Roxanne Joganik, left, and Darlina Anthony outside their RV in Seven Points, where they moved after being evicted from a park in Athens.
David Taffet/Dallas Voice

East Texas Couple’s Eviction Prompts Landmark Transgender Rights Case

by

Patrick Michels

A version of this story ran in the November 2013 issue.

Above: Roxanne Joganik, left, and Darlina Anthony outside their RV in Seven Points, where they moved after being evicted from a park in Athens.

Roxanne Joganik moved into the Texan RV Park in Athens—the “black-eyed pea capital of the world,” halfway between Tyler and Corsicana—in April 2011. She was in her mid-50s, a Texas Army National Guard veteran living on Social Security in a trailer with her partner, Darlina Anthony. They had a happy, modest life in the park, enjoying the hillside scenery, grilling with neighbors and helping the owners, a couple who performed as a country gospel duo, fix the wireless Internet when it went out.

But when a man named George Toone bought the park in spring 2012, according to a federal lawsuit brought by the U.S. Department of Justice, it was the end of Joganik’s good times in Athens—and the start of what could be a landmark civil rights case.

Trouble began, according to the Justice Department complaint, when Joganik explained to Toone that she’s a transgender woman and asked his permission to wear women’s clothes around the park. He refused, saying it would create the wrong atmosphere for the park. He worried about children seeing her at the pool.

Soon it became clear Toone wanted to force her out of the park altogether. As Joganik told the Rare Reporter blog in September, Toone circulated a new set of park rules that seemed aimed at her: a non-discrimination clause pointedly omitted any protections based on gender. Another clause outlawed killing wildlife on park grounds; Joganik sometimes killed turtles in the pond that stole bait off her hook.

Joganik says Toone refused to accept her rent. When Anthony, who is bisexual, offered to pay it instead, she says, Toone told her “he didn’t like my kind either.”

Within a month, Joganik and Anthony found an eviction notice posted on their trailer door. They insisted on a formal eviction hearing in a county justice of the peace court, and lost. In July, they were finally evicted by law enforcement.

“Fifteen deputies to evict two women,” Joganik told the Dallas Voice. “It was crazy.”

Joganik and Anthony filed complaints with the U.S. Department of Housing and Urban Development, which did its own investigation and decided their eviction violated the Fair Housing Act. The federal statute bars discrimination based on gender. Experts say it’s likely the first time the Justice Department has gone to court over housing discrimination against a transgender person.

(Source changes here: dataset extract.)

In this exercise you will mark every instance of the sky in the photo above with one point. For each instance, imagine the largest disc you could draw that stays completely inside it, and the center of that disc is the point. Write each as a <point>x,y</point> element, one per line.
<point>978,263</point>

Joganik’s case is the latest sign of HUD’s interest in protecting LGBT housing rights. In June 2012, the department banned any housing provider that receives HUD grants from asking questions about sexual orientation or gender identity. This summer, HUD released its first-ever estimate of discrimination against same-sex couples, showing LGBT couples were just as likely to face discrimination in states with laws against it.

A 2011 survey by the National Gay and Lesbian Task Force and the National Center for Transgender Equality shows the situation is more dire when the person is transgender: One in five transgender people reported being denied a home or apartment, one in five said they’d been homeless and one in 10 had been evicted. For non-white people, the numbers were even higher.

Now that the Justice Department suit has been filed, Joganik wouldn’t discuss her case with the Observer—except to say this: “Anybody, no matter who you are and how you are, you should be able to live how you want in this country.”